Uma redução menor do que a prometida, mas, ainda assim, superior ao que se espera para pessoas físicas, em que a taxa atual pode alcançar os 39,6%, e que teve a proposta de ser reduzida para 35% durante a campanha. O que pode acontecer é uma não redução após as negociações, justamente para compensar o mesmo benefício concedido às empresas. O ponto positivo, do ângulo das empresas, é que ela não será reservada aos maiores conglomerados empresariais, mas sim uma regra para todos os negócios do país.

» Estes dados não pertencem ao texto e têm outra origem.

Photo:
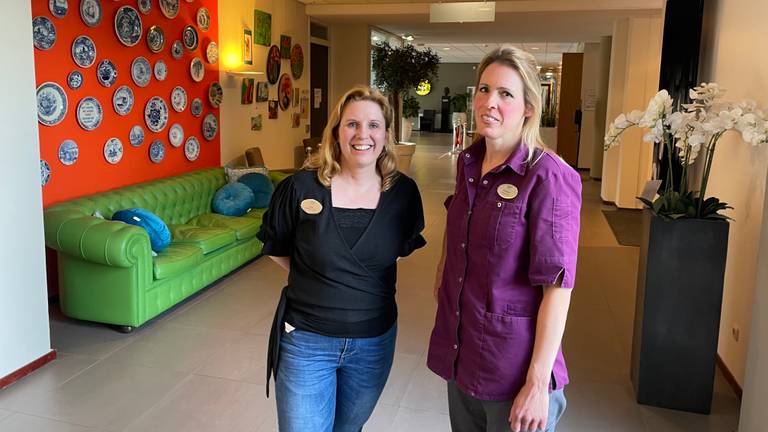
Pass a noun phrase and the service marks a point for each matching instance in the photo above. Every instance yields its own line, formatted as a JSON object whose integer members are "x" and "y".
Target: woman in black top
{"x": 338, "y": 226}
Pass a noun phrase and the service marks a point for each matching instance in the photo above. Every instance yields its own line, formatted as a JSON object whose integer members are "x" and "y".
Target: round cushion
{"x": 159, "y": 234}
{"x": 260, "y": 185}
{"x": 234, "y": 199}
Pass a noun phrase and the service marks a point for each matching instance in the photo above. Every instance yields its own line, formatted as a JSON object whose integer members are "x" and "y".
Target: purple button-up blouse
{"x": 501, "y": 248}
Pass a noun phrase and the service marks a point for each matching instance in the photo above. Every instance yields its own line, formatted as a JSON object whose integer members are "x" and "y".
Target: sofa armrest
{"x": 93, "y": 239}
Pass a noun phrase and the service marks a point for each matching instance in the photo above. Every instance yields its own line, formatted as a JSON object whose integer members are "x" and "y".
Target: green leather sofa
{"x": 107, "y": 272}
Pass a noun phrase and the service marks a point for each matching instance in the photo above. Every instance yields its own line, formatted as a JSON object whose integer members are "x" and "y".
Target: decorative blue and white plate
{"x": 83, "y": 51}
{"x": 210, "y": 126}
{"x": 128, "y": 25}
{"x": 51, "y": 103}
{"x": 197, "y": 107}
{"x": 113, "y": 150}
{"x": 43, "y": 33}
{"x": 58, "y": 8}
{"x": 45, "y": 172}
{"x": 90, "y": 12}
{"x": 136, "y": 136}
{"x": 106, "y": 72}
{"x": 156, "y": 114}
{"x": 192, "y": 148}
{"x": 68, "y": 152}
{"x": 176, "y": 135}
{"x": 89, "y": 113}
{"x": 156, "y": 151}
{"x": 123, "y": 100}
{"x": 179, "y": 99}
{"x": 75, "y": 80}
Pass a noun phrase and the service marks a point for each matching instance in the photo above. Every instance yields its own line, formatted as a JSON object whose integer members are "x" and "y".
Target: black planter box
{"x": 677, "y": 312}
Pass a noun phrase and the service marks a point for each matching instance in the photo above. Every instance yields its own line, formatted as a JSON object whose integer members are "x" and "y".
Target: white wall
{"x": 24, "y": 333}
{"x": 277, "y": 138}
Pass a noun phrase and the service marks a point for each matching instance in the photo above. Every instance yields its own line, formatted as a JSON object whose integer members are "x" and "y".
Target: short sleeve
{"x": 554, "y": 207}
{"x": 279, "y": 221}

A dedução de impostos advinda da declaração de despesas, hoje sem limite para as empresas, poderá vir a ter uma limitação e, no caso das pessoas, este limite pode ser aumentado.

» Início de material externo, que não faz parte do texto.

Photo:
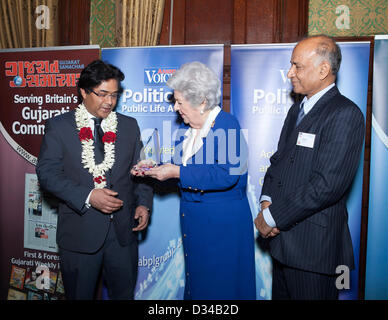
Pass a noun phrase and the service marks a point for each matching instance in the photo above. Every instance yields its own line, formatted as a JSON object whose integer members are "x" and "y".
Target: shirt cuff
{"x": 265, "y": 198}
{"x": 268, "y": 218}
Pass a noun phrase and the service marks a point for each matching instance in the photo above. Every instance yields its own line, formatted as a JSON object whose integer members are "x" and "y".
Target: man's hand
{"x": 105, "y": 200}
{"x": 143, "y": 215}
{"x": 164, "y": 172}
{"x": 264, "y": 229}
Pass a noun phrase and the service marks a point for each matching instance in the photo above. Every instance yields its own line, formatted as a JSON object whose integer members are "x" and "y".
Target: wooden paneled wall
{"x": 74, "y": 22}
{"x": 233, "y": 22}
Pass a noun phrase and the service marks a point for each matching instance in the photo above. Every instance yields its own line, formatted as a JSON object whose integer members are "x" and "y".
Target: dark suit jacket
{"x": 61, "y": 172}
{"x": 309, "y": 186}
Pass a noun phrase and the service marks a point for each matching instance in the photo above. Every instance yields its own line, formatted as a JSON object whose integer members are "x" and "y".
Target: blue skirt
{"x": 218, "y": 243}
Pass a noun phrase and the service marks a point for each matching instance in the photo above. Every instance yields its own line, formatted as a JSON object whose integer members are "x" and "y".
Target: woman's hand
{"x": 163, "y": 172}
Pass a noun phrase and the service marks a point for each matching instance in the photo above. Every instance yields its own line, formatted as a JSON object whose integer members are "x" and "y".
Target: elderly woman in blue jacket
{"x": 216, "y": 221}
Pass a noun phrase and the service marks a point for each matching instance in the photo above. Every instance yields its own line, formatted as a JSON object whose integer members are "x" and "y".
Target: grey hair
{"x": 197, "y": 83}
{"x": 327, "y": 49}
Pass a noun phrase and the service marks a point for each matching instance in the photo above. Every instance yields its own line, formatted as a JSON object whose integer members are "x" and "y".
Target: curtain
{"x": 138, "y": 22}
{"x": 28, "y": 23}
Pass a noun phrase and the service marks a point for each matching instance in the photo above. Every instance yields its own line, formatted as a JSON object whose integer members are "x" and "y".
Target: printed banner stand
{"x": 376, "y": 280}
{"x": 38, "y": 83}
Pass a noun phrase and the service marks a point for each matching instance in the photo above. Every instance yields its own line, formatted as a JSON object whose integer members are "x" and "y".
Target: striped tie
{"x": 301, "y": 114}
{"x": 98, "y": 144}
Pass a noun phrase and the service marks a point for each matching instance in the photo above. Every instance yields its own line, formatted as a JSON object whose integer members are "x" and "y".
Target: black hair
{"x": 95, "y": 73}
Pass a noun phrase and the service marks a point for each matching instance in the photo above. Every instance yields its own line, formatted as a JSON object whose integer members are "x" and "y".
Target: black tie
{"x": 300, "y": 114}
{"x": 98, "y": 144}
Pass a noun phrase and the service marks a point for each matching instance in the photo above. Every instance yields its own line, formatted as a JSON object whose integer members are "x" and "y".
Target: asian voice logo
{"x": 157, "y": 76}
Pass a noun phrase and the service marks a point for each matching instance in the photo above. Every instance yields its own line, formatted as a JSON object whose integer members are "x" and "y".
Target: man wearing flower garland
{"x": 100, "y": 202}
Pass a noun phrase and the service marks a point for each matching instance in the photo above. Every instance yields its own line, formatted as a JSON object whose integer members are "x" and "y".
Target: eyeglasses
{"x": 103, "y": 95}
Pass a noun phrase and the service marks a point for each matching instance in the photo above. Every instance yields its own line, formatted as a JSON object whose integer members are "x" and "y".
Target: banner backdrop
{"x": 36, "y": 84}
{"x": 147, "y": 98}
{"x": 376, "y": 279}
{"x": 260, "y": 99}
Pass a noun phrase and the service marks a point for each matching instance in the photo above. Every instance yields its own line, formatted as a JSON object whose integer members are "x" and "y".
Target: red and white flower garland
{"x": 86, "y": 137}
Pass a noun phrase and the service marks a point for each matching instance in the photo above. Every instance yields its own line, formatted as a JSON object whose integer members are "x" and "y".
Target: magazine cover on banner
{"x": 147, "y": 98}
{"x": 37, "y": 84}
{"x": 260, "y": 99}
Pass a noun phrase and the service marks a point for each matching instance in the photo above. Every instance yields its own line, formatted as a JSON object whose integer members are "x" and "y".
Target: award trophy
{"x": 149, "y": 154}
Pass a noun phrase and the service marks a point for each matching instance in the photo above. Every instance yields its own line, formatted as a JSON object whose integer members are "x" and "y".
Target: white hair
{"x": 197, "y": 83}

Atualmente, segundo o que se tem de previsões envolvendo os votos dos congressistas, a ideia desta reforma é mais sobre o aumento da faixa de isenção sobre os indivíduos de renda inferior do que uma diminuição da taxação sobre os que têm mais recursos, o que significaria, pelo menos em tese, um aumento da equidade tributária nos EUA.

Independente de qual parte pode vir a ser mais beneficiada, a expectativa é de que, assim como nós brasileiros estamos acostumados, a bela promessa do período eleitoral vire uma realização bem menos chamativa. Em números: uma reforma tributária que poderia significar uma queda de arrecadação para o governo dos EUA na base de US$4 bilhões nos próximos dez anos, pode se aproximar, no fim das contas, de uma redução de US$1,5 bilhão no mesmo período, diz um recente relatório do Goldman Sachs sobre a questão [2].

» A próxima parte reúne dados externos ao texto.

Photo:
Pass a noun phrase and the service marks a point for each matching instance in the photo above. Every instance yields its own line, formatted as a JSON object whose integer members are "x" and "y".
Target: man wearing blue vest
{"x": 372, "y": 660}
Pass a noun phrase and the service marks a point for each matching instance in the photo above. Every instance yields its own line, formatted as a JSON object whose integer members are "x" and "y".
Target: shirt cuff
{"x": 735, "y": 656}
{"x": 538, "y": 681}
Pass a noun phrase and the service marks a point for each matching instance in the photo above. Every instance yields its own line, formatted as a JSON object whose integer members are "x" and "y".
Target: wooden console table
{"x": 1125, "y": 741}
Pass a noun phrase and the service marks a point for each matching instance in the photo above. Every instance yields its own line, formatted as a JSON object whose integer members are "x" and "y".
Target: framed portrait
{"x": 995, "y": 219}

Uma mudança na legislação tributária pode ter como efeito também o ganho de produtividade para os EUA. Argumenta o governo norte-americano que, por estar preso a algumas amarras de tributação corporativa que fazem pouco sentido atualmente, é que os Estados Unidos ficam para trás na competição com as empresas de outros países. Isso indica que o efeito seria não só de redução de custos aos cidadãos e empresas, como também de dinamização da economia – o que seguiria o ideário anunciado na campanha de Trump. Reduzir oneração e possivelmente simplificar os tributos, são itens que podem ajudar na continuidade do aquecimento da economia norte-americana.

Esta reforma será votada quase que em concomitância com o orçamento de 2018 e, tendo em vista a preocupação de parlamentares com um efeito sobre o endividamento advindo dessa queda de arrecadação, temos que a promessa grandiosa se torne em uma realidade bem menos atraente.

Talvez, com uma boa descrição sobre como pode ocorrer uma redução maior de taxação sem maiores danos em termos de endividamento, a redução venha a ocorrer de maneira mais acentuada. O efeito negativo direto do endividamento é subir, caso não haja uma devida sinalização do que ocorrerá com a queda de arrecadação: como a dívida dos EUA é em dólar e esta moeda é emitida por eles mesmos, um controle de dívida realizado por uma emissão monetária, pode ocasionar um efeito inflacionário indesejado – este que, no fim das contas, pode acabar não compensando ou compensando muito pouco a redução dos impostos.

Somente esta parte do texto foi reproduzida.